Since it's Halloween I thought I'd pass along some different -- and spooky -- ways of preserving the past. Most of us think of revolutionary war reenactments or historical recreations like Williamsburg or the popular Main Streets program when imagining how communities can preserve their past. Increasingly popular, though, are events like ghost walks that lead participants through the community and share the history of past community members, buildings, events, etc.
Interestingly, some are looking to use the ghosts of their past as lures for the tourists of the future. Carroll County, Virginia residents are being encouraged by a consultant to create tourism around a famous courtroom shootout that occurred almost a century ago. According to a Richmond Times-Dispatch story the suggestion of using this event to attract economic development has the area residents talking.

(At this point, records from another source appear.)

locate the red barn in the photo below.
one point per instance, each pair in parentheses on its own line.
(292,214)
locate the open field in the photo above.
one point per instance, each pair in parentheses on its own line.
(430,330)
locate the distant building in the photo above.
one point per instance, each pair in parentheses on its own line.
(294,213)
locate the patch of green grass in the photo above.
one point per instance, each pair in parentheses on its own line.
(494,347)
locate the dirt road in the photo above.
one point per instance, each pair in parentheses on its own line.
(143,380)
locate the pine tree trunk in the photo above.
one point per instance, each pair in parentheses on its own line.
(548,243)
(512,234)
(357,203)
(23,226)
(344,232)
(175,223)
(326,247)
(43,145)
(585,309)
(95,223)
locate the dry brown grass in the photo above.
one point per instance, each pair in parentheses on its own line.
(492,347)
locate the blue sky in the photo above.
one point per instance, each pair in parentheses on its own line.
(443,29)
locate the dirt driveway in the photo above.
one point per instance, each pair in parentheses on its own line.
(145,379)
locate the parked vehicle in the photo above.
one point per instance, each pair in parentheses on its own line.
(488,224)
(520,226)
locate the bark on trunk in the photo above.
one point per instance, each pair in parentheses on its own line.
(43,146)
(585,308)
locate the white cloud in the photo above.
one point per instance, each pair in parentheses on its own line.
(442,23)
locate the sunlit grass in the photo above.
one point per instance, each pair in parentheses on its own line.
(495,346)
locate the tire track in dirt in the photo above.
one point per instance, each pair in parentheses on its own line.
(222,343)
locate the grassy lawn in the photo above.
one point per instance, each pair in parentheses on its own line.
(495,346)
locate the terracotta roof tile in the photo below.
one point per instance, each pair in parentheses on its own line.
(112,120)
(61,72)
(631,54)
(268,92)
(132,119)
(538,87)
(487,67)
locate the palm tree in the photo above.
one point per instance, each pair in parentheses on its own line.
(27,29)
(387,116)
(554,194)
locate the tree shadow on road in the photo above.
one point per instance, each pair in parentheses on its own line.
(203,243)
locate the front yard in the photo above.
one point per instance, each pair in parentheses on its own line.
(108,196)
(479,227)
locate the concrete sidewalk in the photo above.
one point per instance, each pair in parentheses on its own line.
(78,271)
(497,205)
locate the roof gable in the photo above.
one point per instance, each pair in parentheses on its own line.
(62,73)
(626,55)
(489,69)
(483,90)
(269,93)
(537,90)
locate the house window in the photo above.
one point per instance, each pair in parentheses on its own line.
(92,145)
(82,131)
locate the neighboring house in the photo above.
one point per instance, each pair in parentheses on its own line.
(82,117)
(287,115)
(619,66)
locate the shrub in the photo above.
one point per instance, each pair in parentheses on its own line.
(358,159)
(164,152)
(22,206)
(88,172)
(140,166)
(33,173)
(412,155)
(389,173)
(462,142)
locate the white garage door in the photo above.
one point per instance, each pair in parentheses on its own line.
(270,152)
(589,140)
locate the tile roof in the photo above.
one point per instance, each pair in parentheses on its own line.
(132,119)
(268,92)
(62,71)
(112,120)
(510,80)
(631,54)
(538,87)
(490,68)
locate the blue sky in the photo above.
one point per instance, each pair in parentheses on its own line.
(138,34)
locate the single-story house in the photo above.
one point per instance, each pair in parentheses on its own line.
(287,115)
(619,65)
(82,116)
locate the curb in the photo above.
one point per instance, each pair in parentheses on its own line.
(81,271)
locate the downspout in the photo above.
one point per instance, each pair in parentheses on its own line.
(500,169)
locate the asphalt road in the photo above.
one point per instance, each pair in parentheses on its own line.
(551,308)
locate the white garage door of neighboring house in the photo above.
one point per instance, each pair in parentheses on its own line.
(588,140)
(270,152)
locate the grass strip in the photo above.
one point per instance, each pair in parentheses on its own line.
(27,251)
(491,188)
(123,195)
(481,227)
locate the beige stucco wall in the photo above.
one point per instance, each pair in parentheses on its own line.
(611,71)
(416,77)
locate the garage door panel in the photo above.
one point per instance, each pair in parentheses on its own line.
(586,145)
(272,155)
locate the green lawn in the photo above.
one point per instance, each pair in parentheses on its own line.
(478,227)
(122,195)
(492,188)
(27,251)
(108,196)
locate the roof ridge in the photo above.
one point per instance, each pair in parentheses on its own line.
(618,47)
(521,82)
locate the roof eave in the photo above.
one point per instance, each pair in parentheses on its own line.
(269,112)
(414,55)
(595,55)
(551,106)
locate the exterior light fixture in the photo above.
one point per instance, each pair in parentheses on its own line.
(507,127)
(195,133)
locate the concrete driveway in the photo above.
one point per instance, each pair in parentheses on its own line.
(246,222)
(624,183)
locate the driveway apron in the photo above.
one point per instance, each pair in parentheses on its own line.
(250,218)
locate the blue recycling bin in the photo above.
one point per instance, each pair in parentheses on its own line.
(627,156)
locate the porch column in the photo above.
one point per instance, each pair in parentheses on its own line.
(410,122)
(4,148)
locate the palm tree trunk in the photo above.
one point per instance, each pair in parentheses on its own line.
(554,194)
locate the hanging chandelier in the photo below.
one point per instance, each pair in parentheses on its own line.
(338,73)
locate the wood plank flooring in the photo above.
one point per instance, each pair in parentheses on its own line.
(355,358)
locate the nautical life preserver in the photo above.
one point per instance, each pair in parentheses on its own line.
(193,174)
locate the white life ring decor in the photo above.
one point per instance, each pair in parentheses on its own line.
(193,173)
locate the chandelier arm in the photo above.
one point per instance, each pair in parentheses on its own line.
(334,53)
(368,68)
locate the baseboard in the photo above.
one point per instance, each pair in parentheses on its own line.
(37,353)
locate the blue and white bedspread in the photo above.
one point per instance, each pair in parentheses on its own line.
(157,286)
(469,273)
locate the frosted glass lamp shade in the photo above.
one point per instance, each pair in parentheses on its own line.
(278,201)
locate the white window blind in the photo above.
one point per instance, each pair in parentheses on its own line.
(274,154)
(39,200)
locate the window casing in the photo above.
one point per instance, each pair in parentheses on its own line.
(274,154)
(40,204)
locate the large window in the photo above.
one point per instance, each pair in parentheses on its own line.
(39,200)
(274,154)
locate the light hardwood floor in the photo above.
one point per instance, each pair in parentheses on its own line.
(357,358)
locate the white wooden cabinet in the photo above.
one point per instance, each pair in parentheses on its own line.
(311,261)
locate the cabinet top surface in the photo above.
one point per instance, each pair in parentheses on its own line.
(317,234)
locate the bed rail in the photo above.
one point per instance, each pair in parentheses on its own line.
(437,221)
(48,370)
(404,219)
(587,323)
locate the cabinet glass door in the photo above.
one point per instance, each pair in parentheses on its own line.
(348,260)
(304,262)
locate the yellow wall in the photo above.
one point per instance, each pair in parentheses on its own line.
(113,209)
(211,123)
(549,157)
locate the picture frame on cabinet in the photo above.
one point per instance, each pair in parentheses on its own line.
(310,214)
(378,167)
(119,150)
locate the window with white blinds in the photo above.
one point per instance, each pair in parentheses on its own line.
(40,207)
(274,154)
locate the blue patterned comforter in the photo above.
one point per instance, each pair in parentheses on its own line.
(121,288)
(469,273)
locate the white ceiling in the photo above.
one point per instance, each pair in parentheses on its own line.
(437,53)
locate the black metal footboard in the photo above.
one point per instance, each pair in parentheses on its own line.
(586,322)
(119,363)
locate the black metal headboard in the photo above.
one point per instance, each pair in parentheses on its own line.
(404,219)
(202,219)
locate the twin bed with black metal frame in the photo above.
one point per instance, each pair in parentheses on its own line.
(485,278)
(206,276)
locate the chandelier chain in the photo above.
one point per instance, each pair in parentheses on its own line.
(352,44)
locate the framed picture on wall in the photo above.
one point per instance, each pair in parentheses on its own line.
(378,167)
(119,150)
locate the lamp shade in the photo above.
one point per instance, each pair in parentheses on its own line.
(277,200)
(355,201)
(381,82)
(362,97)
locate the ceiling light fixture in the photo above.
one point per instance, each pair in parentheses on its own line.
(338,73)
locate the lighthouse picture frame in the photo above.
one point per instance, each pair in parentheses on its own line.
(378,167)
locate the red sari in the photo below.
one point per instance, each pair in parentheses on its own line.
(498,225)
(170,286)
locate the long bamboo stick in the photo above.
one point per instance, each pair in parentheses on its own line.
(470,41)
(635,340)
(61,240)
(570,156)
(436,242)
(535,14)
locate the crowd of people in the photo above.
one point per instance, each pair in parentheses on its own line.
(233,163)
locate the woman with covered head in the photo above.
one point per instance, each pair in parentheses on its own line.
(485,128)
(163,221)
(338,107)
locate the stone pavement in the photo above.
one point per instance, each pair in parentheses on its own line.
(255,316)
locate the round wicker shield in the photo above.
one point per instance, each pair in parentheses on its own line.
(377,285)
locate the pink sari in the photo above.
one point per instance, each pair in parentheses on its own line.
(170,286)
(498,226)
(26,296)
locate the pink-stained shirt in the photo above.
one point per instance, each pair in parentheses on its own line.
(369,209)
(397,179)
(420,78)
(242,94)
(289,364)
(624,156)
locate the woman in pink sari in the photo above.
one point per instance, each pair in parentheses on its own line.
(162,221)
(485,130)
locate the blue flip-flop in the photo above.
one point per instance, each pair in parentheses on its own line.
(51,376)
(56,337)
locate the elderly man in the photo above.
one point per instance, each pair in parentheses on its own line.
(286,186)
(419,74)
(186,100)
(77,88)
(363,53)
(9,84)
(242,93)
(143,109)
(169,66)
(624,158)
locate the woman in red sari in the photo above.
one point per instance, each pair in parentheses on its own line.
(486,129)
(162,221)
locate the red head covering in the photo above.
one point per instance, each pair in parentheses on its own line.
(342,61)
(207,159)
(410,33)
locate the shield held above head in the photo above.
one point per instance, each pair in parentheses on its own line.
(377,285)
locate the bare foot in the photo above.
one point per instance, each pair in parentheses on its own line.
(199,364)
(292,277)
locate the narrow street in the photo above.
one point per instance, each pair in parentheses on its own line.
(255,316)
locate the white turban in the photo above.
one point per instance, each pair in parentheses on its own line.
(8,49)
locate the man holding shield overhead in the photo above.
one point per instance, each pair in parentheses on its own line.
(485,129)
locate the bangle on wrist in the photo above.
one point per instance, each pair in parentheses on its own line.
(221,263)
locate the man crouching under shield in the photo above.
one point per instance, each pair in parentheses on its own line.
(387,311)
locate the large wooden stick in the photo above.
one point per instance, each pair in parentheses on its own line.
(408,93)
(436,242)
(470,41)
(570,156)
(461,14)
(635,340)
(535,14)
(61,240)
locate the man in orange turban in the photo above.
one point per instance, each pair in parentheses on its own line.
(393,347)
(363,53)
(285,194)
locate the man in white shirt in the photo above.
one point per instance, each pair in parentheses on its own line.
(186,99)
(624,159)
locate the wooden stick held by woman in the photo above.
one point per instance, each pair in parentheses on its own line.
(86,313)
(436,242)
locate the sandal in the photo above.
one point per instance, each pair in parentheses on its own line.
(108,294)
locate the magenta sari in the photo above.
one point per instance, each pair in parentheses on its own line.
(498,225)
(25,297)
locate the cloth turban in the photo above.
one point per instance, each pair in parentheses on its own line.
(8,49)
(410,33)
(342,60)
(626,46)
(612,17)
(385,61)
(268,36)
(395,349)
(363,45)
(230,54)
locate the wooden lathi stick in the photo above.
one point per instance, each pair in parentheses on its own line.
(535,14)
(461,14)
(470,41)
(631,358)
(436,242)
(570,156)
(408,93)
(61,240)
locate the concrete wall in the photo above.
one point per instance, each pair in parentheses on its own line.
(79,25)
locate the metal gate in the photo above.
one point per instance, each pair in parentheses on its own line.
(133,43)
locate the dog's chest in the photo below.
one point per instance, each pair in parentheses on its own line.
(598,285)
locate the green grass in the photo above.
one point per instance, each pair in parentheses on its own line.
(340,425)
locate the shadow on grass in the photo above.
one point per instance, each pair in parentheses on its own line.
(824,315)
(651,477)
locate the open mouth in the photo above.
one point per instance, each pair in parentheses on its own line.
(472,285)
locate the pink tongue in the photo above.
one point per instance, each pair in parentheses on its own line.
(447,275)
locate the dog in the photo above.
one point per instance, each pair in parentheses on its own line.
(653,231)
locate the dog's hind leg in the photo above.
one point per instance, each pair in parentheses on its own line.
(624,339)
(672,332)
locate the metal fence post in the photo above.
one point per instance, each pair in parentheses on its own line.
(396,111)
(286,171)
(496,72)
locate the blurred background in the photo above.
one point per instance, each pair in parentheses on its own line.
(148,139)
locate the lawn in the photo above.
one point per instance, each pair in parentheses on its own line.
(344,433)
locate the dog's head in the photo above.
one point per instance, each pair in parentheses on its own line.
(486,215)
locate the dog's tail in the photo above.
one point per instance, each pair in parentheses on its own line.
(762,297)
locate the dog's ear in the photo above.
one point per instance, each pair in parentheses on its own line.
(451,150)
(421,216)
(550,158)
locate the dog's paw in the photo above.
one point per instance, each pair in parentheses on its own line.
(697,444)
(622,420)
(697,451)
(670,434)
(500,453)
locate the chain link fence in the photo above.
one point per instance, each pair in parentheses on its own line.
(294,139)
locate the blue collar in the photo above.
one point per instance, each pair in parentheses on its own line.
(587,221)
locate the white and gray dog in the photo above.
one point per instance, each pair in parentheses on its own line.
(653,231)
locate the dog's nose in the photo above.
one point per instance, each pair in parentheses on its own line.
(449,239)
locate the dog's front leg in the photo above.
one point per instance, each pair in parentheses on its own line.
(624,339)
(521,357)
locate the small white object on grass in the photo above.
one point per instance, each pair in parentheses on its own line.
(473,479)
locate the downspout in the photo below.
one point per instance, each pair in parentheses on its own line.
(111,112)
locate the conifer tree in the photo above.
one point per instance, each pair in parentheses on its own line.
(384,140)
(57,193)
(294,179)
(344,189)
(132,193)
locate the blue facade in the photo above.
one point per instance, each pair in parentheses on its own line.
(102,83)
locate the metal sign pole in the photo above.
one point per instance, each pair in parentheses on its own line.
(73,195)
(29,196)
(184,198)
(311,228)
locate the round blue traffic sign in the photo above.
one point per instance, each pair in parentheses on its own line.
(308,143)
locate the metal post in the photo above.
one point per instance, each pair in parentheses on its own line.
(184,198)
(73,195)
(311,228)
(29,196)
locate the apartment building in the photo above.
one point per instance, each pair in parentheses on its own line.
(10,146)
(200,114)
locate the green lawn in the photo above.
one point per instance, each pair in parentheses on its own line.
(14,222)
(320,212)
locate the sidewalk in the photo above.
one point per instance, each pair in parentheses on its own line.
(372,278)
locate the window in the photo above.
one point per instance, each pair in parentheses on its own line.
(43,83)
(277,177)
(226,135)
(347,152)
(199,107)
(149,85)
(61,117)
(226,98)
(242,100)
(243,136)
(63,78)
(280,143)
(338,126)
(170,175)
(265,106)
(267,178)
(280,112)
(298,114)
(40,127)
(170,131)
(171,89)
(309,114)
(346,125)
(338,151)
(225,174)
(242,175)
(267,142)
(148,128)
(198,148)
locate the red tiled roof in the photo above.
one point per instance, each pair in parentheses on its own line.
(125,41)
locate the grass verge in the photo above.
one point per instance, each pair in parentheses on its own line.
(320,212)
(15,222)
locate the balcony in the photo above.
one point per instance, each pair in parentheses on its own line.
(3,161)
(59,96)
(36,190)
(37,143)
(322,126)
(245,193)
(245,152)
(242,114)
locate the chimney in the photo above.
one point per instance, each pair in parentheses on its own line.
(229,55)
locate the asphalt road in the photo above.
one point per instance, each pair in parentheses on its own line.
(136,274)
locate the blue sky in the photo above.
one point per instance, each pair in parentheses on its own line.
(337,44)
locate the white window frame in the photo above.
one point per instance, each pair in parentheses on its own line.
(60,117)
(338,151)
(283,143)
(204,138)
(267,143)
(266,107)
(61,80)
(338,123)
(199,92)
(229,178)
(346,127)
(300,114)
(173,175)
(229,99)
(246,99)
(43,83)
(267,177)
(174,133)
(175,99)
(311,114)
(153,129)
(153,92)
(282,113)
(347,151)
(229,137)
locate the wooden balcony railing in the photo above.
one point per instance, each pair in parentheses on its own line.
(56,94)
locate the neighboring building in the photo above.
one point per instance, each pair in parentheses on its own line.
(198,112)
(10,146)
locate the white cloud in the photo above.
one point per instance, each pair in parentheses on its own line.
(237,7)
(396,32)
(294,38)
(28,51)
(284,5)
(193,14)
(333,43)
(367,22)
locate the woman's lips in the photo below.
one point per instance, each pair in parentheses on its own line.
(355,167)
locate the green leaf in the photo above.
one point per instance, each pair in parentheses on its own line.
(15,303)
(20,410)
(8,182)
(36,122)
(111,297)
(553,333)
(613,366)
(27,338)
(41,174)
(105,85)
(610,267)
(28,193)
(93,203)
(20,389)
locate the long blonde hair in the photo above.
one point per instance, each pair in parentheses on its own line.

Other locales already use the ghosts of their past to lure travellers. Several years ago the USA Today published a list of 10 bed & breakfasts where visitors can "get in bed with a ghost" and a quick search of "bed and breakfast" with "ghost" yields almost half a million hits. Clearly this is a formula that works. Less visible but highly popular are site-specific ghost tours like the former penitentiary in West Virginia where those interested can be led by flashlight through the facility while being told about its infamous former residents.
Not a long-term solution by any means but a timely one that fits well with community efforts to celebrate local history.